Exploration and Production
Cherokee Basin Operations
We have of over 3,000 gross and net wells capable of production, in the 15-county region in southeastern Kansas and northeastern Oklahoma known as the Cherokee Basin. The Cherokee Basin is a prolific producer of coal bed methane ("CBM") with an estimated 6 TCF of potential gas recovery according to the Kansas Geologic Survey.
Our Cherokee Basin wells are on approximately 342,449 net acres of leasehold classified as developed. In addition, we have approximately 72,121 net acres classified as undeveloped in the Cherokee Basin. During 2012, net production from our Cherokee Basin wells was an average of 43.6 MMcfe/d. At year end, our reservoir engineers attributed 69.1 Bcfe of estimated net proved reserves to these properties.
We are the largest producer of natural gas in the Cherokee Basin. Additionally, we own, operate and maintain our own fleet of equipment, including cementing, fracture treatment and well servicing rigs, to control capital and operating expenditures. We believe owning this equipment allows us to complete and operate our wells for a lower cost than our peers who rely upon third-party service providers. We also use state of the art SCADA systems to maximize field reliability and we have developed an artificial lift technology specifically optimized for our Cherokee Basin wells, significantly improving our well productivity.

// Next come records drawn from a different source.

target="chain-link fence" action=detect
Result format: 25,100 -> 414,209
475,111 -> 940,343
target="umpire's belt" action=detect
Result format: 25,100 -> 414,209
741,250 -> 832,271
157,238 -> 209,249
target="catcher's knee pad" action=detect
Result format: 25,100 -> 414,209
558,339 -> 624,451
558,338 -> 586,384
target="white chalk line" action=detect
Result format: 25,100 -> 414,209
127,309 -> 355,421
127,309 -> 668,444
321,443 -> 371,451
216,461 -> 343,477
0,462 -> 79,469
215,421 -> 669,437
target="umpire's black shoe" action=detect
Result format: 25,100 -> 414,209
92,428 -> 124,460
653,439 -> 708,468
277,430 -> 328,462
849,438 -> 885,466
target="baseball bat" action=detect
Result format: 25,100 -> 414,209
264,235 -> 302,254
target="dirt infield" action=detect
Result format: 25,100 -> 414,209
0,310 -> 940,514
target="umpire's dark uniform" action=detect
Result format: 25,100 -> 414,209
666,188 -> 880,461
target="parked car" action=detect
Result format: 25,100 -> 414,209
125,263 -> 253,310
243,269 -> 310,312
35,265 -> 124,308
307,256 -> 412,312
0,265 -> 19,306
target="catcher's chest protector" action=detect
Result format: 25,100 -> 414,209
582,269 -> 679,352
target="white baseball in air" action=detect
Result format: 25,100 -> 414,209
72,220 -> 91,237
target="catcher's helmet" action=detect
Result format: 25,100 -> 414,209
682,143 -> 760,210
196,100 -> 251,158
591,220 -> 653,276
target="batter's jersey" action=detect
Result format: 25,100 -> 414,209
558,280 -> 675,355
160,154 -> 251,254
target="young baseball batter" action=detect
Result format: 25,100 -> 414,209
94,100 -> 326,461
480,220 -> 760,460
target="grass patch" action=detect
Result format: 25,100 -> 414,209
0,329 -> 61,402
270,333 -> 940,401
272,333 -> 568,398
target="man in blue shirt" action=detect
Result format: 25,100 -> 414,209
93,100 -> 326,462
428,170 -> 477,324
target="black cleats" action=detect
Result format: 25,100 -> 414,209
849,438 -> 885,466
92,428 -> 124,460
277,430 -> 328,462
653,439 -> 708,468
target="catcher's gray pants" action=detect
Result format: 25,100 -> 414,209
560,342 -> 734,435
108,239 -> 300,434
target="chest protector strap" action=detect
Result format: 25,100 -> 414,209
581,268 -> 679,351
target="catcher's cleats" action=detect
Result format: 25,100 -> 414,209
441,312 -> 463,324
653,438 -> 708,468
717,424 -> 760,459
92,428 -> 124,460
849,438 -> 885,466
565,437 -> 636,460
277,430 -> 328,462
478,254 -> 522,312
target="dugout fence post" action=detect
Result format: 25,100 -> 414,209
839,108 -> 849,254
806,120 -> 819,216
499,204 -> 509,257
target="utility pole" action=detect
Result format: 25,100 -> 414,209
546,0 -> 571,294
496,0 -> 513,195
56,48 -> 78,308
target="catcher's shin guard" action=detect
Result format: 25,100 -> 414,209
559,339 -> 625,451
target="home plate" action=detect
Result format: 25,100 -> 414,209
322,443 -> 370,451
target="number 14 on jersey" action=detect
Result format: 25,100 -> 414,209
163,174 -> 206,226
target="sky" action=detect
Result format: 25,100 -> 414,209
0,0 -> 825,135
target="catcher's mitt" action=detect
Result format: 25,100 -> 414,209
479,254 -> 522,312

We operate approximately 99% of our existing Cherokee Basin wells and have an average net revenue interest of approximately 82% in those wells. A typical Cherokee Basin CBM well has a predictable production profile and a standard economic life of approximately 15-20 years. We develop our CBM reserves on both 160-acre and 80-acre spacing.
Cherokee Basin Geology
The Cherokee Basin is part of the Western Interior Coal Region of the central United States. The coal seams we target for development are found at depths of 300 to 1,400 feet. The principal formations we target include the Mulky, Weir-Pittsburgh and the Riverton. These coal seams are blanket type deposits, which extend across large areas of the basin. Each of these seams generally range from two to five feet thick. Additional minor coal seams such as the Summit, Bevier, Fleming and Rowe are found at varying locations throughout the basin. These seams range in thickness from one to two feet.
The rock containing conventional gas, referred to as "source rock," is usually different from reservoir rock, which is the rock through which the conventional gas is produced, while in CBM, the coal seam serves as both the source rock and the reservoir rock. The storage mechanism is also different. Gas is stored in the pore or void space of the rock in conventional gas, but in CBM, most, and frequently all, of the gas is stored by adsorption. This adsorption allows large quantities of gas to be stored at relatively low pressures. A unique characteristic of CBM is the gas flow can be increased by reducing the reservoir pressure. Frequently, the coal bed pore space, which is in the form of cleats or fractures, is filled with water. The reservoir pressure is reduced by pumping out the water, releasing the methane from the molecular structure, which allows the methane to flow through the cleat structure to the well bore. Because of the necessity to remove water and reduce the pressure within the coal seam, CBM, unlike conventional hydrocarbons, often will not show immediately on initial production testing. Coal bed formations typically require extensive dewatering and depressurizing before desorption can occur and the methane begins to flow at commercial rates.
CBM and conventional gas both have methane as their major component. While conventional gas often has more complex hydrocarbon gases, CBM rarely has more than 2% of the more complex hydrocarbons. Once coal bed methane has been produced, it is gathered, transported, marketed and priced in the same manner as conventional gas. The CBM produced from our Cherokee Basin properties has an MMBtu content of approximately 970 MMBtu, compared to conventional natural gas hydrocarbon production which can typically vary from 1,050-1,300 MMBtus.
Other Areas of Operation
We have of over 400 gross and net wells capable of production in the Appalachian Basin. These wells are on approximately 8,851 net acres of leasehold classified as developed. In addition, we have approximately 24,045 net acres classified as undeveloped in the Appalachian Basin. During 2012, net production from our Appalachian Basin wells was an average of 1.8 MMcfe/d. At year end, our reservoir engineers attributed 8.2 Bcfe of estimated net proved reserves to these properties.
We also have approximately 28 gross and 20 net wells capable of production in central Oklahoma. These wells are on approximately 1,315 net acres of leasehold classified as developed. In addition, we have approximately 120 net acres classified as undeveloped in central Oklahoma. During 2012, net production from these wells averaged 155 Bbls/d. At year end, our reservoir engineers attributed 1.41 MMbbl of crude oil and 14.91 MMcf of natural gas, or a total of 8.53 Bcfe, of estimated net proved reserves to these properties.